Genetically-encoded reagents for high throughput connectomics

* Employs fluorogen-activating protein (FAP), a modified antibody fragment that emits in the far red on binding of a small molecule ligand, a derivative of malachite green (MG; Szent-Gyorgyi et al., 2013), targeted to postsynaptic sites using the well-validated postsynaptic tag derived from the transmembrane and cytoplasmic region of mouse neuroligin-1.
* Molecular genetic, fluorescence-based approaches targeted to discrete cell types can enable automated detection and quantification of input-specific synapses in complex brain tissues.
* These fluorescence-based synapse labeling reagents can facilitate large-scale and cell-type specific quantitation of changes in synaptic connectivity across development, learning, and disease states.
* Future efforts should leverage volumetric imaging in cleared or expanded tissue for complete and high-resolution capture of the entire dendritic apparatus, application of additional molecular markers to distinguish different synapse types, and employ new presynaptic constructs for improved synaptic discrimination.

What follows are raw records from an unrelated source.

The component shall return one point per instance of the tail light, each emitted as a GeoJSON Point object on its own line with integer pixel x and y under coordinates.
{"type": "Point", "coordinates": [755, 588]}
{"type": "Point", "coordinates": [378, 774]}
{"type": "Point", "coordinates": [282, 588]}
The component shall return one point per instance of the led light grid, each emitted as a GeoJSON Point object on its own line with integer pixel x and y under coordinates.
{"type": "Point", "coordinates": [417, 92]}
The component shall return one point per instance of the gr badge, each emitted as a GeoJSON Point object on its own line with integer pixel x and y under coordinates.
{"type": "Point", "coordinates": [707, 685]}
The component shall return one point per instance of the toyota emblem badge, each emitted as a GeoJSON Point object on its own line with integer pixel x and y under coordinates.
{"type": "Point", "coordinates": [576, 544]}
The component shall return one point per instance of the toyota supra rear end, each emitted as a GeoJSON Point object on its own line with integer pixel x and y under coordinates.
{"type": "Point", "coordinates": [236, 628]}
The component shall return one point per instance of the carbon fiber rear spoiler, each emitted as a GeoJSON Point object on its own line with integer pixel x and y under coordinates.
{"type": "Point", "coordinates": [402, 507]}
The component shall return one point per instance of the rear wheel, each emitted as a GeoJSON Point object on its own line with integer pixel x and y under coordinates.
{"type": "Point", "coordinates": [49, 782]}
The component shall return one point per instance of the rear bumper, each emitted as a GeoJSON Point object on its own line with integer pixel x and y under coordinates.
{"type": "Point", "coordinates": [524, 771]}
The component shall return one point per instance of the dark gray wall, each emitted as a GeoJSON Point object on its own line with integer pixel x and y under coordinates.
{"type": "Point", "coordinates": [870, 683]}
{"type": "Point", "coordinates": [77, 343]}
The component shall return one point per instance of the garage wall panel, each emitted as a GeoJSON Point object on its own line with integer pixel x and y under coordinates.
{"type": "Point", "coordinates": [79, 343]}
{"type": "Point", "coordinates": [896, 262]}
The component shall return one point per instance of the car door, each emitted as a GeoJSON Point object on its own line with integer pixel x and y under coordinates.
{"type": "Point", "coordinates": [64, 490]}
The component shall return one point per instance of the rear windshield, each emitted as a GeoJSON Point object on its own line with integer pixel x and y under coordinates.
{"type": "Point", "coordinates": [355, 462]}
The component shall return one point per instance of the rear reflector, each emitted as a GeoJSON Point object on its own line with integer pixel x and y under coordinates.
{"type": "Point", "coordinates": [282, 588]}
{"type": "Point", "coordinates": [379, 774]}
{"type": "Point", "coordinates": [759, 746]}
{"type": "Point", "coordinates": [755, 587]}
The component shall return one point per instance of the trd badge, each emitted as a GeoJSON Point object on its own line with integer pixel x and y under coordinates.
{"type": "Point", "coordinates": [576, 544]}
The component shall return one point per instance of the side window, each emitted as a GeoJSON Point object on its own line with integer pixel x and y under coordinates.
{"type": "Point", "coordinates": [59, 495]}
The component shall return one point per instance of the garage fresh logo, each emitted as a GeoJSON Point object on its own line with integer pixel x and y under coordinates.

* Reagents can evaluate inhibitory synapse distribution across layer 2/3 (L2/3) pyramidal (Pyr) neurons using postsynaptic expression of a previously characterized, neuroligin-based construct.

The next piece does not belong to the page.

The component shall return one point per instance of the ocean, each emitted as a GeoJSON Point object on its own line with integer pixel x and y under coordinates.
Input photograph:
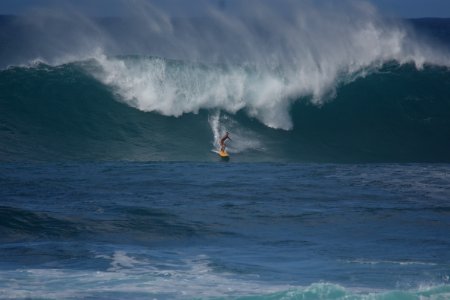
{"type": "Point", "coordinates": [338, 182]}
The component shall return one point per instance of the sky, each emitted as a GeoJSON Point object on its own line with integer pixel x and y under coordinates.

Aided by automated image analysis, we quantitatively evaluated the distribution of inhibitory synapses identified from analysis of >90,000 synaptic puncta in neocortical Pyr neurons in superficial layers of somatosensory cortex. Using comprehensive fluorescence-labeling of cell type specific neurites in parvalbumin (PV), somatostatin (SST), and vasoactive intestinal peptide (VIP) Cre-driver transgenic mice allowed us to align FAPpost puncta to quantify inhibitory inputs for layer 2/3 (L2/3) Pyr neurons.

* These tools present a low barrier to use within the neuroscience community through volumetric confocal analysis of tissue specimens.
* The brightness of FAP/YFP post synaptic tags enable direct visualization of synapses in both live and fixed tissue without amplification, making them accessible tools for broad scale use.
* Synaptically-targeted fluorophores can be sparsely expressed in brain tissue, not just cultured neurons, to reveal properties of synaptic and input organization in a complex neural circuit.
* Fluorescence imaging enables use of multiple, spectrally distinct channels for cell type-selective identification of axonal inputs and specific molecules that can differentiate synapses.
* Volumetric data collection is rapid and requires only a confocal microscope, and images can be used for high-throughput, automated analysis.
* Reagents that separately enable visualization of excitatory and inhibitory synapses will also be useful tools for fluorescence-based quantitative imaging (Gross et al., 2013; Chen et al., 2015), if expression levels are high enough for reliable synapse detection.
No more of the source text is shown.